Warming Winter Herbs

Oregano with frost

Ever wonder why some herbs are popular in summer while others only cross our thinking in winter? Why are sage and hyssop used mostly in winter?
Hyssop, taken early morning before the frost melted.

When I visited India a few years back, I learned that Indian cooking pays more attention to seasonal herbs and spices than we do here in the U.S. My hosts showed me various seasoning mixes, some created specifically for summer, their properties causing the body to cool, while the winter mixtures were meant to warm the body. My friends explained that if you used a summer garam masala in winter, for example, you would be chilly and uncomfortable.
Rosemary (this variety is 'Barbecue').

The traditional winter herbs we think of around the holidays, such as sage, rosemary, thyme and hyssop, are herbs that warm the body. They're typically European herbs, coming from places that are cold in winter, places where winter foods historically included fat roasted goose, pork, bacon, ham.

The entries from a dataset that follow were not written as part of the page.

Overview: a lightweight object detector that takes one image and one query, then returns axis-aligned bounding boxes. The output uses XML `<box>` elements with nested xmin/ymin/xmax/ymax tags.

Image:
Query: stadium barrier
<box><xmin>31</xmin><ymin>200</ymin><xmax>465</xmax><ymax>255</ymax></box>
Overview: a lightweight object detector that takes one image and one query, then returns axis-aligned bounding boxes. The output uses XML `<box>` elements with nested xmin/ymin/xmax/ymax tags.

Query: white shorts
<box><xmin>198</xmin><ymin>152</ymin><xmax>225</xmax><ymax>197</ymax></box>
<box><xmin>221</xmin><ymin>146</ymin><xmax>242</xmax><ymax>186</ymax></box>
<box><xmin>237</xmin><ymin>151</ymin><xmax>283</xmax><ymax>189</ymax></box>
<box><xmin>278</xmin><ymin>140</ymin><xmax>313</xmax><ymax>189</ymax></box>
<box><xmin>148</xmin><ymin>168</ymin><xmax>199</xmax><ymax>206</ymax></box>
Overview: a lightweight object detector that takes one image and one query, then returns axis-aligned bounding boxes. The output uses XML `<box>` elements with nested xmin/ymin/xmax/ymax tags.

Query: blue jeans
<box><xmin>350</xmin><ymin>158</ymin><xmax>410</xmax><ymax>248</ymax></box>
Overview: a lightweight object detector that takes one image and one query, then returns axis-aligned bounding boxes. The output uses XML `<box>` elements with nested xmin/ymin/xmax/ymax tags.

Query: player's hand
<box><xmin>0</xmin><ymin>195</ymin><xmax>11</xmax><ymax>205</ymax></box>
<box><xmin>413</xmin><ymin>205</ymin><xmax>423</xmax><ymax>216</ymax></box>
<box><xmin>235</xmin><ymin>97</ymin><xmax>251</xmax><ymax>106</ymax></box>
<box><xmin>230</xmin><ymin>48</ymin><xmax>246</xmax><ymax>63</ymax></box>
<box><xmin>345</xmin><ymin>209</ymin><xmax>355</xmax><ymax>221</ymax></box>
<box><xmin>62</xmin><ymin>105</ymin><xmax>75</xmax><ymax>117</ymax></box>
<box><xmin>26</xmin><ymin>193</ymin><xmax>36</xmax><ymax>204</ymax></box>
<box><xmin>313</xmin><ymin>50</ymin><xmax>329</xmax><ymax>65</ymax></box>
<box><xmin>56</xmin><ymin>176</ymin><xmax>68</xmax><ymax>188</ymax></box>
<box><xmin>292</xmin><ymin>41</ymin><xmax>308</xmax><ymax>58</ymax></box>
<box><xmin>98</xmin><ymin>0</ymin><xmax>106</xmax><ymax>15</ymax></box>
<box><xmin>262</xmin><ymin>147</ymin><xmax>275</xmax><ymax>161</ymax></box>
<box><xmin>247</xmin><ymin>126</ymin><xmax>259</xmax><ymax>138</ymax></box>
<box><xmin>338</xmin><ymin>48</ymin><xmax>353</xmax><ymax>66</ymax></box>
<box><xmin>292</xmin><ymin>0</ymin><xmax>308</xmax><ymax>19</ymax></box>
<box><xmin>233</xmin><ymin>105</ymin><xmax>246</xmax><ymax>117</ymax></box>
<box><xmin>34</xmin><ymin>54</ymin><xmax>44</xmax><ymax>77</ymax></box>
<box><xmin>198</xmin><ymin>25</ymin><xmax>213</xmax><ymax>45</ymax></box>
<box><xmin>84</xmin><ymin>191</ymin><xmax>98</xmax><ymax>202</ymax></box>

Those fatty foods were perfect for adding calories to the diet, building body fat to help keep the body warm in a cold climate. With those heavy foods, herbs were added to counteract the animal fats. With roast goose, for example, hyssop was the traditional herb to help tone down the taste of the greasy taste.
Garden sage

Sage has long been used as a sore throat gargle in winter. It's a warming, pleasantly bitter tea, sweetened with honey, that is amazing refreshing after being outdoors for a long walk.

Lemon Thyme

Thyme, another winter herb, is evergreen in my climate (Zone 6-b). Even with a hard freeze and frost, this incredible herb keeps right on growing. You likely know it as one of the ingredients in poultry seasoning and its warming flavor is most welcome in stuffing or dressing served with holiday turkey. But did you know thyme is an excellent gargle for sore gums or little cuts in the mouth? If you read the ingredients on the Listerine bottle, you'll see thymol, or oil of thyme, as the primary active ingredient.

Rosemary is also considered a warming herb. While you may use rosemary in summer on occasion, it comes into its own in winter as another ingredient in some poultry and pork seasonings.

Mixed together, these herbs will warm the body and add flavor to winter meals. Here's a recipe to make your own poultry seasoning from my book, Great Herb Mixes. (Cutting corners before Thanksgiving, I looked in the grocery store for a container of poultry seasoning. I was disappointed to find a little jar of McCormick poultry seasoning, less than 2 tablespoons full, for $2.59; I choose to make my own!) My book has 4 poultry seasoning recipes (plus another 96 of other kinds). Here's the recipe. Herbs are dried.

2 Tablespoons each: Sage, Parsley, Celery leaf and Marjoram.
1 Tablespoon Summer Savory
1 Tablespoon Thyme

Mix together and grind to a powder in a food processor. Store in airtight container. Use 2-3 teaspoons for a chicken added in the last half hour of cooking time.

Stay warm!


Terra said...

Jim, your recipe for poultry seasoning sounds great and I will note it down. This is interesting info on cold weather herbs and how they warm us. I do miss my delicate basil plants in cold weather though.

lemonverbenalady said...

Such beautiful photos of the frosted herbs, Jim and I love your herb mixes book. So many combinations, so little time (or is that thyme?)!

Karla said...

Great post and absolutely fabulous photos. I still struggle with those myself!